The six years outside the playoff picture included an intrafamily ownership squabble that ended with Jeanie Buss seizing control from her brothers. There were three coaches, Mike D'Antoni, Byron Scott and Luke Walton, who all got a crack at running the show. The front office experienced multiple shake-ups, too, from Mitch Kupchak to Magic "I'm not gonna be here" Johnson to Rob Pelinka.
Say what you will about the chaos, it eventually got the Lakers to this point. Well, that and a nearly unrivaled history that made LeBron's signing a foregone conclusion. Transactional jackpots aside, all the losing did give L.A. a pair of No. 2 picks that turned into Ingram and Lonzo Ball.
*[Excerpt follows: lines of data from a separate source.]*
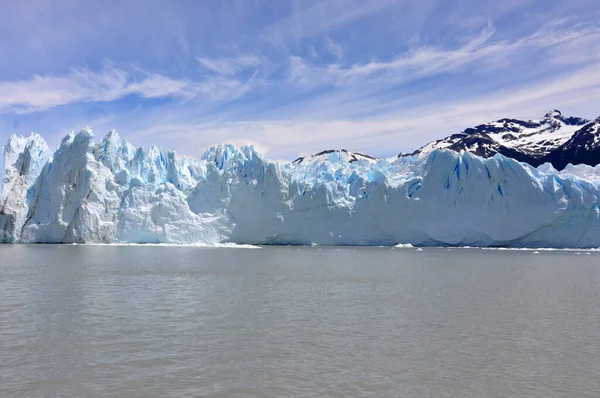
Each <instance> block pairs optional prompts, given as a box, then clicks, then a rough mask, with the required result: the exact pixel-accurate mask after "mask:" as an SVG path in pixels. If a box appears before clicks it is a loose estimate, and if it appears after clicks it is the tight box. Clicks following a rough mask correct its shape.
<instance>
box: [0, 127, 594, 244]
mask: <svg viewBox="0 0 600 398" xmlns="http://www.w3.org/2000/svg"><path fill="white" fill-rule="evenodd" d="M0 155H1V157H0V172H1V173H2V175H3V176H4V178H3V180H2V182H1V183H0V184H1V185H0V192H1V196H0V198H1V203H0V205H1V209H0V240H1V241H2V242H14V243H117V242H131V243H198V244H207V245H212V244H217V243H225V242H234V243H250V244H320V245H396V244H398V243H404V244H408V243H410V244H413V245H424V246H434V245H435V246H438V245H468V246H511V247H600V221H599V216H600V211H599V209H598V204H599V199H600V168H599V167H598V166H597V167H596V168H593V167H590V166H584V165H580V166H569V167H567V168H566V169H564V170H563V171H561V172H558V171H556V170H555V169H554V168H553V167H552V166H551V165H549V164H544V165H542V166H540V167H538V168H537V169H536V168H533V167H531V166H529V165H527V164H524V163H519V162H517V161H515V160H512V159H510V158H506V157H503V156H502V155H496V156H494V157H491V158H488V159H484V158H480V157H477V156H475V155H473V154H470V153H467V152H465V153H457V152H454V151H450V150H439V149H438V150H435V151H433V152H431V153H429V154H427V155H426V156H407V157H401V158H398V159H397V160H395V161H393V162H390V161H388V160H373V159H353V161H352V162H349V161H348V159H346V158H345V157H343V156H328V157H326V158H325V159H313V160H312V161H311V162H305V163H299V164H298V163H296V164H294V163H281V162H273V161H269V160H267V159H265V158H264V157H263V156H261V155H260V154H259V153H258V152H256V151H255V150H254V149H253V148H252V147H251V146H249V147H242V148H239V149H236V148H234V147H233V146H231V145H224V144H220V145H218V146H215V147H213V148H210V149H209V150H207V151H206V153H205V154H204V155H203V156H202V158H201V159H200V160H193V159H188V158H186V157H182V156H177V155H176V154H175V152H173V151H165V150H162V149H159V148H156V147H152V148H149V149H141V148H135V147H134V146H132V145H131V144H129V143H128V142H127V140H125V139H123V138H121V137H119V135H118V134H117V133H116V132H115V131H112V132H110V133H109V134H108V135H107V136H106V137H104V138H103V139H102V140H100V141H95V140H94V136H93V134H92V131H91V130H90V129H88V128H86V129H84V130H82V131H81V132H80V133H78V134H76V135H75V134H71V135H69V136H67V137H65V138H64V140H63V141H62V143H61V144H60V146H59V148H58V149H57V150H56V151H55V152H54V153H52V152H51V151H49V150H48V147H47V145H46V143H45V142H44V140H43V139H42V138H41V137H40V136H38V135H35V134H32V135H30V136H29V137H16V136H11V138H10V139H9V141H8V143H7V145H6V146H5V147H4V148H3V149H2V152H1V153H0Z"/></svg>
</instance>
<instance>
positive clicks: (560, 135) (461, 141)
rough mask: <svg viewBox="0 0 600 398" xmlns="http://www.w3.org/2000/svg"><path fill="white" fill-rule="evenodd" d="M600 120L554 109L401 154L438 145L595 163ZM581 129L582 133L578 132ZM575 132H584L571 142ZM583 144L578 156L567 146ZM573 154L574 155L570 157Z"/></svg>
mask: <svg viewBox="0 0 600 398" xmlns="http://www.w3.org/2000/svg"><path fill="white" fill-rule="evenodd" d="M599 123H600V122H599V121H598V119H597V120H596V121H593V122H591V121H589V120H586V119H582V118H578V117H565V116H563V115H562V114H561V113H560V112H559V111H557V110H553V111H550V112H548V113H547V114H546V115H545V116H544V117H543V118H541V119H537V120H528V121H523V120H517V119H500V120H498V121H495V122H491V123H486V124H481V125H479V126H476V127H474V128H468V129H466V130H464V131H463V132H461V133H458V134H453V135H451V136H449V137H446V138H443V139H440V140H437V141H433V142H430V143H428V144H426V145H424V146H423V147H421V148H419V149H417V150H416V151H414V152H413V153H411V154H408V155H407V154H400V155H398V157H402V156H410V155H420V156H424V155H427V154H429V153H431V152H432V151H434V150H436V149H443V148H447V149H451V150H453V151H456V152H460V151H466V152H471V153H473V154H475V155H478V156H481V157H484V158H489V157H492V156H494V155H495V154H501V155H504V156H508V157H511V158H513V159H515V160H518V161H521V162H526V163H529V164H530V165H532V166H534V167H537V166H539V165H541V164H543V163H546V162H550V163H552V164H553V166H554V167H555V168H557V169H559V170H560V169H563V168H564V167H565V166H566V164H568V163H573V164H578V163H584V164H588V165H591V166H595V165H596V164H599V163H600V153H599V154H596V153H595V152H593V153H592V152H589V151H591V150H592V145H591V143H593V142H595V141H594V140H595V138H593V137H592V136H595V135H598V129H597V127H594V126H597V125H598V124H599ZM580 131H581V132H582V134H579V135H578V133H579V132H580ZM575 136H580V138H579V139H577V143H578V144H576V143H573V142H571V140H572V139H573V138H574V137H575ZM584 136H585V137H586V138H584ZM584 141H585V143H587V146H586V144H585V143H584ZM579 144H581V146H580V147H579V149H578V151H577V155H576V156H575V152H574V150H568V149H566V148H567V147H569V148H570V147H573V145H579ZM555 152H556V153H555ZM588 152H589V153H588ZM558 153H561V154H562V155H559V154H558ZM569 156H574V157H573V158H572V159H570V158H569ZM555 162H556V163H555ZM565 162H566V163H565Z"/></svg>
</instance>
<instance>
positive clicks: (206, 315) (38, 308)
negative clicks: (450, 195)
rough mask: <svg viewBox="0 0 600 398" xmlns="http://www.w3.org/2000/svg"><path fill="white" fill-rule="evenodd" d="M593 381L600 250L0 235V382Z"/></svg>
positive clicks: (452, 385) (463, 391)
mask: <svg viewBox="0 0 600 398" xmlns="http://www.w3.org/2000/svg"><path fill="white" fill-rule="evenodd" d="M194 396H198V397H200V396H203V397H325V396H332V397H368V396H372V397H391V396H402V397H426V396H431V397H478V398H479V397H506V396H515V397H516V396H518V397H599V396H600V253H591V254H586V253H585V251H581V252H580V254H577V252H540V253H539V254H537V253H532V252H531V251H490V250H481V249H452V250H450V251H449V250H448V249H425V250H424V251H417V250H416V249H390V248H362V249H358V248H357V249H354V248H342V249H335V248H322V249H320V248H294V247H289V248H285V247H273V248H263V249H255V250H251V249H230V248H227V249H225V248H214V249H204V248H193V247H106V246H105V247H102V246H100V247H98V246H95V247H84V246H21V245H2V246H0V397H194Z"/></svg>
They in turn became the centerpieces of the trade that landed AD.
You can't deny that the location and franchise leaderboards that include Kareem Abdul-Jabbar, Magic Johnson, Shaquille O'Neal and Kobe Bryant help, but they also deserve a hint of credit for a Philadelphia 76ers-like process (even if it wasn't quite as intentional and much messier).
However it happened, shifting from Sacre and Kelly to LeBron, AD and a championship in just over a half-decade is, at the very least, respectable.
And in a year that began with the loss of Bryant, it almost feels like destiny.
Shortly after Kobe's January death, LeBron took to Instagram and all but vowed to return their shared franchise to glory.
"I promise you I'll continue your legacy man," he wrote. "You mean so much to us all here especially LakerNation and it's my responsibility to put this s--t on my back and keep it going!!"
Even at 35, that's exactly what LeBron did.
He just wrapped up what is, by far, the most productive postseason ever for a player his age or older, according to value over replacement player, per Stathead Basketball.
Knowing they could always add a player like this helped Lakers fans maintain their sanity through six years of wildly uncharacteristic losing. And that knowledge rested on a foundation built by legends like Kareem, Magic, Shaq, Kobe and, of course, Robert Sacre.
Someone had to be the face of that era of Lakers basketball.